25 Sep 2019
This is a joint press release by PAI Partners SAS (“PAI”) and various entities (indirectly) controlled by or affiliated to Charles Jobson and/or his family members (“Charles Jobson”), acting jointly through Best of Nature Bidco B.V. (“Bidco”, and together with PAI and Charles Jobson, the “Consortium” or the “Offeror”), and Koninklijke Wessanen N.V. (“Wessanen” or the “Company”), pursuant to the provisions of Section 4 paragraph 3 and Section 17 paragraph 4 of the Decree on Public Takeover Bids (Besluit openbare biedingen Wft) (the “Decree”) in connection with the recommended public offer by the Offeror for all the issued and outstanding ordinary shares in the capital of Wessanen (the “Offer”). This announcement does not constitute an offer, or any solicitation of any offer, to buy or subscribe for any securities in Wessanen. Any offer will be made only by means of the offer memorandum dated 11 July 2019 (the “Offer Memorandum”) approved by the Netherlands Authority for the Financial Markets (Stichting Autoriteit Financiële Markten) (the “AFM”) and subject to the restrictions set forth therein. Terms not defined in this press release will have the meaning given thereto in the Offer Memorandum.
Paris, France / Boston Massachusetts, the U.S. / Amsterdam, the Netherlands – 25 September 2019
With reference to the joint press releases dated 10 April, 8 May, 11 July, 6 September, 10 September, 17 September, 23 September, 24 September, and 25 September 2019 and the Offer Memorandum, the Consortium and Wessanen jointly announce that 3,732,164 Shares, representing approximately 4.84% of the Shares, were tendered during the Post Acceptance Period. Together with the Shares acquired by the Offeror following Settlement and additional share market purchases, the Offeror will hold 74,610,279 Shares, representing in aggregate approximately 96.73% of the total number of Shares.

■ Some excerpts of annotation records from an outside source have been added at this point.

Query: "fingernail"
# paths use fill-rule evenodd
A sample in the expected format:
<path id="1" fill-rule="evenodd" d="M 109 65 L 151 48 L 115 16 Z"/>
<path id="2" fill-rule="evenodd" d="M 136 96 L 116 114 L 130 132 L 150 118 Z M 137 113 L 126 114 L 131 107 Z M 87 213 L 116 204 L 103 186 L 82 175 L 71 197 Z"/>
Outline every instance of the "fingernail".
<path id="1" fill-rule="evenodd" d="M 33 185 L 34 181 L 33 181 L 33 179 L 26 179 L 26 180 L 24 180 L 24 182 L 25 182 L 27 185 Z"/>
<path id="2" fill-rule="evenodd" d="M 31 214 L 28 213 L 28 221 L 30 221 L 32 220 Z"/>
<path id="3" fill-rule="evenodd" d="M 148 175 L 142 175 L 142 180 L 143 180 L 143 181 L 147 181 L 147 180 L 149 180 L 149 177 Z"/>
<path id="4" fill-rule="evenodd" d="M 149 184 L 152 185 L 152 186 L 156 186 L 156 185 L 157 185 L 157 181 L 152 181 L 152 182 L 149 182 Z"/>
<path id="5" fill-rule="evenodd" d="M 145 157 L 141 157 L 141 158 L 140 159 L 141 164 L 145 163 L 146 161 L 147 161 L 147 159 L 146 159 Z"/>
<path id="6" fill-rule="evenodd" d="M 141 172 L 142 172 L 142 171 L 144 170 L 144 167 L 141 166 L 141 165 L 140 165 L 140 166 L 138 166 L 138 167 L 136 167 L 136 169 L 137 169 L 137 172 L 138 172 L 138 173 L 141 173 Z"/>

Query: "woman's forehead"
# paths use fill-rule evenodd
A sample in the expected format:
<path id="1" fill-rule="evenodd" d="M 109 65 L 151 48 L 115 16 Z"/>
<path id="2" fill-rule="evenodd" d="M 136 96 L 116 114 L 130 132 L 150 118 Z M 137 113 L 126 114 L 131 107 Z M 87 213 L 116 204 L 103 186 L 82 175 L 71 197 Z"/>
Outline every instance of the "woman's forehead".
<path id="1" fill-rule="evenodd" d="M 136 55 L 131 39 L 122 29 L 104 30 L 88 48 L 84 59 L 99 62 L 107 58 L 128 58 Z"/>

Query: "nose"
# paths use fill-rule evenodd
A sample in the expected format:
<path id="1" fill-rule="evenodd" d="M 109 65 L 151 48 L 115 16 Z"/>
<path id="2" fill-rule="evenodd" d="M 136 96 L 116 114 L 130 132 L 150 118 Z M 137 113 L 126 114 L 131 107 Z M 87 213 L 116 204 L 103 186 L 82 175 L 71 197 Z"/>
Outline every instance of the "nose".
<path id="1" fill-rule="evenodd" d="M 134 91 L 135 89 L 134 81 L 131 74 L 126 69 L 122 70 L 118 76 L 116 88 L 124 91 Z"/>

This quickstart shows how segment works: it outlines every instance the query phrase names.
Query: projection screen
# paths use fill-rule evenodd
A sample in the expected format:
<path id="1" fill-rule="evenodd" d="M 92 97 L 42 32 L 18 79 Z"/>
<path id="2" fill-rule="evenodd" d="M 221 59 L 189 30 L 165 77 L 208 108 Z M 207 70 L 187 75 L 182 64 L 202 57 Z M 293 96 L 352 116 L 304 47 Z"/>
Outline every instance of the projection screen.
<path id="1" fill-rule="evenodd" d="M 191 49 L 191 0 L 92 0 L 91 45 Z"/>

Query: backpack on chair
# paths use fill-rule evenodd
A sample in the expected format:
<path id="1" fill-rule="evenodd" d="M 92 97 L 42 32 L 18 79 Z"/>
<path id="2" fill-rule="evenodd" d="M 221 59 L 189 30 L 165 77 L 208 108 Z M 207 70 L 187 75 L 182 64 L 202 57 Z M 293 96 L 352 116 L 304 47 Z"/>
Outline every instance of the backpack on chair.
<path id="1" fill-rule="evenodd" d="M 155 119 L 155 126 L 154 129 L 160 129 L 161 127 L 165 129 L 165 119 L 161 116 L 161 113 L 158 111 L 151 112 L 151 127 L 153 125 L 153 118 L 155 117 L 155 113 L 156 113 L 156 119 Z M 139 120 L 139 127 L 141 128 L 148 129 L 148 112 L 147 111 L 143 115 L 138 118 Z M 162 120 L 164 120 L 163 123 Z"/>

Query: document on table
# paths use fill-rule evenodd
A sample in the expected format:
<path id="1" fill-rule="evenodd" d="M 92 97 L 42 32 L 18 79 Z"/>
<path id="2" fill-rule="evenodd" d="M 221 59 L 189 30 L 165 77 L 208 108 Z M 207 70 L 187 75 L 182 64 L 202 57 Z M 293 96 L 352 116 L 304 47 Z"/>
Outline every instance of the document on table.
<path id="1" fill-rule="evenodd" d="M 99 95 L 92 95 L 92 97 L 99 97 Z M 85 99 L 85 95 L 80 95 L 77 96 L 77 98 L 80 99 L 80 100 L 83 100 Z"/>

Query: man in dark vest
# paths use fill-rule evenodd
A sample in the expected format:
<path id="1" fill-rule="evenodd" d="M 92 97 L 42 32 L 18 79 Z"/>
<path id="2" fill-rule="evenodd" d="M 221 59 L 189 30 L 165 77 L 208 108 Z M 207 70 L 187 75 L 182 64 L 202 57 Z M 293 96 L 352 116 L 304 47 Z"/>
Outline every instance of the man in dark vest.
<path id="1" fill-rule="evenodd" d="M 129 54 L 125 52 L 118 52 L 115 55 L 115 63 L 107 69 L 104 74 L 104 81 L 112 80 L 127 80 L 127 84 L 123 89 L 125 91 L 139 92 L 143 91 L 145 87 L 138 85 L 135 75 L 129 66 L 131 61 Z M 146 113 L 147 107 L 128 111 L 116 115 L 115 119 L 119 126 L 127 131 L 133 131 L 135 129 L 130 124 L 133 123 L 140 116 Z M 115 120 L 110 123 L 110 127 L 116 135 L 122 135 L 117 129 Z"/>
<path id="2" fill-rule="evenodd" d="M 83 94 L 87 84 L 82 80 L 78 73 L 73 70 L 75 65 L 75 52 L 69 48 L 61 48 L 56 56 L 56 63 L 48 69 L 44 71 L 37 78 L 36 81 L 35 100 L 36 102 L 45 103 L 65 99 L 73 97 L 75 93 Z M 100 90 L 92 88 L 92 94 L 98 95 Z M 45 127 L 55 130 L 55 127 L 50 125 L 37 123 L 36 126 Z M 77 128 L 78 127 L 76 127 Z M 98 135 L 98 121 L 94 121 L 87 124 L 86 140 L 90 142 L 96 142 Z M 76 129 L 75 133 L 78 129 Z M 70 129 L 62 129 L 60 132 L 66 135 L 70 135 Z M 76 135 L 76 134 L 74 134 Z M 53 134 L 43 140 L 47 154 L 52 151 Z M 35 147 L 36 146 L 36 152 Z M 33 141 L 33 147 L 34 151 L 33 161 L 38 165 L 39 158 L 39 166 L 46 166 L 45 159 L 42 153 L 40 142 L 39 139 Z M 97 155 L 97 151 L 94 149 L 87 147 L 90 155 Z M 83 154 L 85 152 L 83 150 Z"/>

• During the Post Acceptance Period, approximately 3,732,164 of the Shares were tendered under the Offer
• Including the Shares already held by the Consortium, this represents a total of 96.73% of the Shares
• Settlement of the Wessanen shares tendered during the Post Acceptance Period will take place on 30 September 2019
During the Post Acceptance Period which commenced at 09:00 hours CET on 11 September 2019 and expired at 17:40 hours today, 3,732,164 Shares, representing approximately 4.84% of the Shares and an aggregate value of approximately of EUR 42,397,383, have been tendered for acceptance at an offer price of EUR 11.36 (cum dividend) in cash per Share (the “Offer Price”).
Together with the Shares acquired by the Offeror following Settlement of the Shares tendered during the Offer Period and the additional share market purchases, the Offeror will hold 74,610,279 Shares, representing in aggregate approximately 96.73% of the total number of Shares.
Settlement of the Shares tendered during the Post Acceptance Period and payment of the Offer Price per tendered Share will take place on 30 September 2019.
Announcements in relation to the Offer will be issued by press release and will be available on the website of PAI Partners on behalf of the Offeror (www.paipartners.com) as well as on the corporate website of Wessanen (www.wessanen.com).
Subject to any applicable legal requirements and without limiting the manner in which the Offeror may choose to make any public announcement, the Offeror will have no obligation to communicate any public announcement other than as described above.
This announcement contains selected, condensed information regarding the Offer and does not replace the Offer Memorandum and/or the Position Statement. The information in this announcement is not complete and additional information is contained in the Offer Memorandum and the Position Statement.
Digital copies of the Offer Memorandum can be obtained through the websites of Wessanen (www.wessanen.com) and PAI Partners (www.paipartners.com). Copies of the Offer Memorandum are also available free of charge at the offices of Wessanen and the Exchange Agent at the addresses mentioned below. Digital copies of the Position Paper can be obtained through the websites of Wessanen (www.wessanen.com).